Quelques notions techniques

En augmentant leur diamètre, en les arrondissant, en réduisant leur poids et leur vitesse initiale, les fabricants ont certes réduit la létalité de l’arme, mais en augmentant leur résistance à l’air, donc leur imprécision. C’est ainsi que le Flash Ball Superpro, avec une munition de 29 grammes pour un calibre de 44 mm a été progressivement relégué depuis 2010.

Son remplaçant le LBD 40×46 dispose d’une munition plus lourde (41,8 grammes), d’un diamètre réduit à 40 mm et d’une vitesse initiale doublée qui atteint près de 331 km/heure. Il est donc plus précis mais – évidemment – plus dangereux.

Ainsi, et jusqu’en 2014, les diverses réglementations françaises imposaient de respecter une distance minimale de 10 mètres pour le LBD 40 x 46 là où elle n’était que de 7 mètres pour le Flash Ball Superpro. Ces restrictions ont été supprimées depuis.

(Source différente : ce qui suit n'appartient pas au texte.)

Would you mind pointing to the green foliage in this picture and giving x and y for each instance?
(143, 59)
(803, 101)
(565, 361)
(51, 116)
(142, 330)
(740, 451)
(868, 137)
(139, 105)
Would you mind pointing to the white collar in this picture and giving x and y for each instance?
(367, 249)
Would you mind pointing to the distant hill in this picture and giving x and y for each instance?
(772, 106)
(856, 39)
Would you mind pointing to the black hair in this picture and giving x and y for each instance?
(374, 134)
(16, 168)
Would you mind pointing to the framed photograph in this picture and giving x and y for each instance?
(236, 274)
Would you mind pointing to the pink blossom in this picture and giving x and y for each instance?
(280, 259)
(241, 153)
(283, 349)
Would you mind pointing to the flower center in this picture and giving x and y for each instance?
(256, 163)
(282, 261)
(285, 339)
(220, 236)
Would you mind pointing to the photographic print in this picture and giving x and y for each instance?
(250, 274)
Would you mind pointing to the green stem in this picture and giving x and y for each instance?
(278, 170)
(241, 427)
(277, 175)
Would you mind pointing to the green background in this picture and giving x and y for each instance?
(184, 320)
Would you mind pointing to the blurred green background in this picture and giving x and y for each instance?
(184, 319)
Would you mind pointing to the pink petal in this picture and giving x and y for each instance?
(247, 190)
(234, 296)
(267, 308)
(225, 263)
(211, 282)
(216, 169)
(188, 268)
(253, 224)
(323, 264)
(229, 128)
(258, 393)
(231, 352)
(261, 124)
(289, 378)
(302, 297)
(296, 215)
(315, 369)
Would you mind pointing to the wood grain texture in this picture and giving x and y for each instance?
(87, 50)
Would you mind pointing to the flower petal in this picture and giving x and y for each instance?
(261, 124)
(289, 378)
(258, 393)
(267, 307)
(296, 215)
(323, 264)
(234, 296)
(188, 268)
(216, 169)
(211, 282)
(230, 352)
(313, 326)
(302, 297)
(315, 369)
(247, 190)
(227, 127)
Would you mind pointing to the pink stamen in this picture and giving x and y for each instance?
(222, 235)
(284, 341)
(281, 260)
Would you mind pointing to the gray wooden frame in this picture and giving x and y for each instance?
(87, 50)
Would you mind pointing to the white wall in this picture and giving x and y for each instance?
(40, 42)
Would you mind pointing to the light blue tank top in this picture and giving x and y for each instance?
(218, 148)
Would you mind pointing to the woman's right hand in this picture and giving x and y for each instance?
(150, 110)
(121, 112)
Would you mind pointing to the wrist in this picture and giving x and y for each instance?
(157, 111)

Plus qu’une interdiction des armes dites à létalité réduite se pose la question de leur usage. Personne n’est choqué par le fait que les policiers disposent d’une arme de service pour leur légitime défense. Néanmoins, l’usage massif d’armes à feu utilisant des munitions en caoutchouc ne peut que laisser perplexe. En effet, d’après le ministère de l’Intérieur, plus de 9 200 balles de LBD 40×46 ont été tirées depuis le début du mouvement des gilets jaunes.

C’est donc un mode de maintien de l’ordre qui trouve son origine dans des techniques liées à un conflit de haute intensité tels que les évènements d’Irlande du Nord dans les années 70 qui se trouve aujourd’hui banalisé, et ce n’est pas la récente décision du Conseil d’État qui risque de contredire cette tendance.